NORTH EAST — The annual Derrick Lowe Memorial Evening of Bluegrass will return to Milburn Stone on Saturday, bringing back two acts that have played it before — Rhonda Vincent & The Rage and Danny Paisley & The Southern Grass.
The concert, sponsored by the Elkton Rotary Club, has showcased regionally- and nationally-renowned bluegrass acts for years now. But it wasn’t until last April, following the unexpected August 2015 death of founder Derrick Lowe, that it became a memorial event.
Lowe, a Tennessee native and bluegrass enthusiast, founded the Evening of Bluegrass in 2012 as a means to both share his love of the genre and raise funds for community organizations. It’s an event that makes sense given the geographic location. In addition to its still-thriving bluegrass community today, Cecil County is also the former home of bluegrass legend Ola Belle Reed.
Saturday’s show starts at 7 p.m. at Cecil College’s Milburn Stone Theatre. Doors open at 6:30 p.m.
Danny DeMarinis, a former Elkton Rotary president and current press spokesperson, relayed excitement over this year’s billing. Vincent was sought after to play last year, but scheduling conflicts kept her from doing so. And Paisley, he said, will bring a local flair to the ordeal — he lives just north of the border in Pennsylvania. Both acts have played the concert twice before.
“The nice thing … is that not only do we have two fine bands, but there’s a good mix of local and national,” DeMarinis said.
Rhonda Vincent & The Rage have for decades received recognition as a premier act in bluegrass. Several of their albums have landed Grammy Award nominations.
Vincent’s first live performances came during her childhood, when she played with her family’s band, The Sally Mountain Show. She showed a high ceiling early, as an ambitious kid taking up multiple instruments, including the mandolin, guitar and fiddle.

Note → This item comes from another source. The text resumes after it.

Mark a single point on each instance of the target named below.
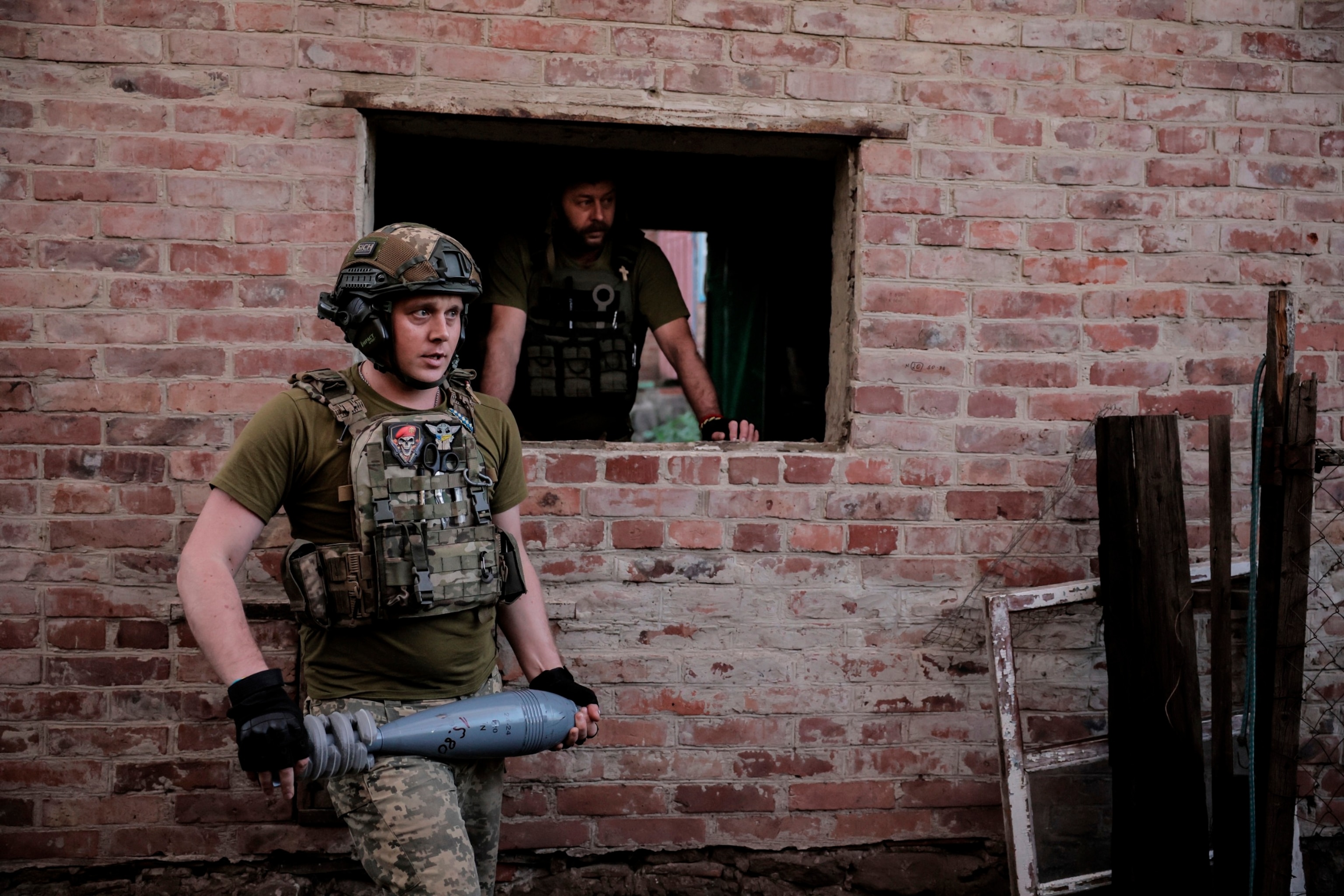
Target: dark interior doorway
(768, 203)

Her musical ability wasn’t exactly unexpected. After all, she comes from five generations of musicians, she said.
When eventually Vincent kicked off her solo career, that talent became even more apparent. She won the International Bluegrass Music Association’s Female Vocalist of the Year Award every year from 2000 to 2006, then again in 2015.
And if you ask Vincent about how she’s found success, she may mention that she and her band do things a little differently. For one, they already have around 100 shows booked for 2017, while many acts refrain from booking more than three months out. For another, she held off from relocating to Nashville, though that’s the route many starry-eyed bluegrass groups take.
“There’s almost like a cookie cutter, ‘This is the way we do business in Nashville,’” Vincent said. “I’ve always been the one that’s like, if everybody else is doing this, then I’m going to do it a different way. I don’t want to do it exactly like everyone else for whatever reason. I don’t know why I have that mentality, but I’m always wanting to be different.”
Bluegrass roots run deep for Danny Paisley, too. He grew up playing with his dad Bob, who played guitar and sang, and accomplished bass player Ted Lundy. The band was originally called Bob Paisley & The Southern Grass, before Bob passed and Danny took over.
He seems to be doing well with the band. Last year, he won the Male Vocalist of the Year Award from the International Bluegrass Music Association.
“It’s a part of my soul,” Danny Paisley said of bluegrass. “It really is.”
His group will hold true to the genre’s tradition of family bandmates. The Southern Grass features his son Ryan Paisley on mandolin.
And the greatest reward to Paisley, who’s based out of southeastern Pennsylvania? Connecting with an audience through the music.
“The biggest treat for me is singing a song and people yelling out another song that you’ve recorded and you’ve been singing for years,” Paisley said. “That’s one of the biggest treats for your ego, I guess? I don’t know what you’d call it. It’s a thrill.”
Tickets for the upcoming event, which are $35 for balcony or $50 for orchestra seats, can be bought online through www.milburnstone.org or by calling 410-287-1037. Tickets have sold out before.